Par Ali Dahoumane

Le café est un établissement public où l’on vend des boissons chaudes et fraiches à longueur de journée. On n’y va pas seulement pour siroter cette boisson au goût exotique mais surtout pour rencontrer des amis ou s’adonner à des jeux de société. Il peut devenir un lieu de débat qui concerne l’actualité sportive, sociale ou politique. Ensemble, nous ferons un déplacement pour visiter quelques cafés célèbres. Cette tournée nous mènera successivement à Moscou, Paris et Alger pour enfin atterrir dans notre chère ville.

Dans sa célèbre chanson «Nathalie», Gilbert Bécaud faisait allusion à un café moscovite qui n’existait que dans son imagination. Il lui a même trouvé un nom et une spécialité. Le café de «Chez Pouchkine» rimait avec un bon chocolat chaud. Bien des années plus tard et loin des phrases sobres qui parlaient de la révolution d’octobre, le rêve de l’artiste a pris forme et s’est concrétisé puisqu’un joli café portant le nom de Pouchkine a vu le jour dans la capitale russe. Je laisse le soin aux lecteurs de deviner la spécialité de la maison. Toujours en chanson, dans «Et mon père…», Nicolas Peyrac parlait du café de Flore. Seulement, ce café existait depuis 1887 et était considéré comme le rendez-vous du tout Paris. C’était le lieu préféré du célèbre couple Jean Paul Sartre et Simone De Beauvoir. On y voyait Reggiani s’attabler avec Picasso autour d’une boisson. Ce grand café, situé dans l’avenue Saint Germain, était la chasse gardée de l’élite intellectuelle et artistique de l’époque qui comptait en son sein plusieurs sympathisants de la cause algérienne. Il a même servi de décor à quelques films.

 

Le Milk bar, le Coq hardi et les autres

Plus près de nous, Alger disposait également de cafés mythiques. Situé juste en face du square port Saïd, le Tantonville renferme toute l’histoire du café colonial. Construit à la fin du dix-neuvième siècle (1890), cet établissement était connu par ses larges baies vitrées et sa belle terrasse exposée au soleil. Il servait comme lieu de rencontre des artistes et des intellectuels grâce à son emplacement près du théâtre d’Alger. Le Milk bar nous ramène malgré nous à notre glorieuse révolution puisque c’était dans ce café que la grande Moudjahida Zohra Drif perpétra un haut fait d’arme le 30 septembre 1956. Quelques mois plus tard, le Coq hardi fut également le théâtre d’une opération de la révolution algérienne qui défraya la chronique à cette époque. C’était «La Bataille d’Alger» et le monde entier devait savoir qu’il y avait un peuple opprimé qui souffrait du joug de la colonisation. Gloire à nos martyrs.

 

Bono, l’homme à l’éternel gilet et un bon thé chez Ammi…

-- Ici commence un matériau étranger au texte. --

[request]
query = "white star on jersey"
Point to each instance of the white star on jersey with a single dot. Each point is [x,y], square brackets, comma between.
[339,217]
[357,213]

Notre ville a également abrité de beaux et grands cafés. On ne peut malheureusement pas, par manque de temps et d’espace, tous les citer. Celui de «Bonopéra» était considéré comme le plus huppé avant le séisme. Tous les Asnamis aimaient se rencontrer dans ce café qui disposait d’une belle terrasse située dans la rue d’Isly.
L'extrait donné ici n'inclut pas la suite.